L-ascorbic Acid: a multifunctional molecule supporting plant growth and development

Affiliations
Review

L-ascorbic Acid: a multifunctional molecule supporting plant growth and development

Daniel R Gallie. Scientifica (Cairo). 2013.

Abstract

L-Ascorbic acid (vitamin C) is as essential to plants as it is to animals. Ascorbic acid functions as a major redox buffer and as a cofactor for enzymes involved in regulating photosynthesis, hormone biosynthesis, and regenerating other antioxidants. Ascorbic acid regulates cell division and growth and is involved in signal transduction.

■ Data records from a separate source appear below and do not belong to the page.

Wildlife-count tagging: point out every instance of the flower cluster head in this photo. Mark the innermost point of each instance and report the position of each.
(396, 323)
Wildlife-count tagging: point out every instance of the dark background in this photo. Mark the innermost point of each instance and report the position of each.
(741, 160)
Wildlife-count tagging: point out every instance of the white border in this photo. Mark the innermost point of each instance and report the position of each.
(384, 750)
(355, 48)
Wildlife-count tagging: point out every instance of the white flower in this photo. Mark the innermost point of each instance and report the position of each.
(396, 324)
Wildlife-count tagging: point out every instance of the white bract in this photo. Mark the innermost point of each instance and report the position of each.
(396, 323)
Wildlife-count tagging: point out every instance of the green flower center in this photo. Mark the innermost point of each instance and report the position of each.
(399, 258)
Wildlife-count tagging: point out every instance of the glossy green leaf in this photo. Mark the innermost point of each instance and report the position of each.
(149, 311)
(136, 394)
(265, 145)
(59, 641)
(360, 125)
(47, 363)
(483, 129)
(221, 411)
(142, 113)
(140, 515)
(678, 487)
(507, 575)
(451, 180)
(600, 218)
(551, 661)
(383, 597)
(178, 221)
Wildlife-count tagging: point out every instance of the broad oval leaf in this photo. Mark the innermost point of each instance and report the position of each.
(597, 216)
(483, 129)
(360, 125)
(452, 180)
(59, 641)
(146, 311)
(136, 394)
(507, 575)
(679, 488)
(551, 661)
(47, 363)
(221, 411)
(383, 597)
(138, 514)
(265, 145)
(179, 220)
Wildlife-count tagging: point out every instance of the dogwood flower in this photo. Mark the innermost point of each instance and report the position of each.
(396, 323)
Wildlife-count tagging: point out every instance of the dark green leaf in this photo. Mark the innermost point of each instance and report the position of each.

In contrast to the single pathway responsible for ascorbic acid biosynthesis in animals, plants use multiple pathways to synthesize ascorbic acid, perhaps reflecting the importance of this molecule to plant health. Given the importance of ascorbic acid to human nutrition, several technologies have been developed to increase the ascorbic acid content of plants through the manipulation of biosynthetic or recycling pathways. This paper provides an overview of these approaches as well as the consequences that changes in ascorbic acid content have on plant growth and function. Discussed is the capacity of plants to tolerate changes in ascorbic acid content. The many functions that ascorbic acid serves in plants, however, will require highly targeted approaches to improve their nutritional quality without compromising their health.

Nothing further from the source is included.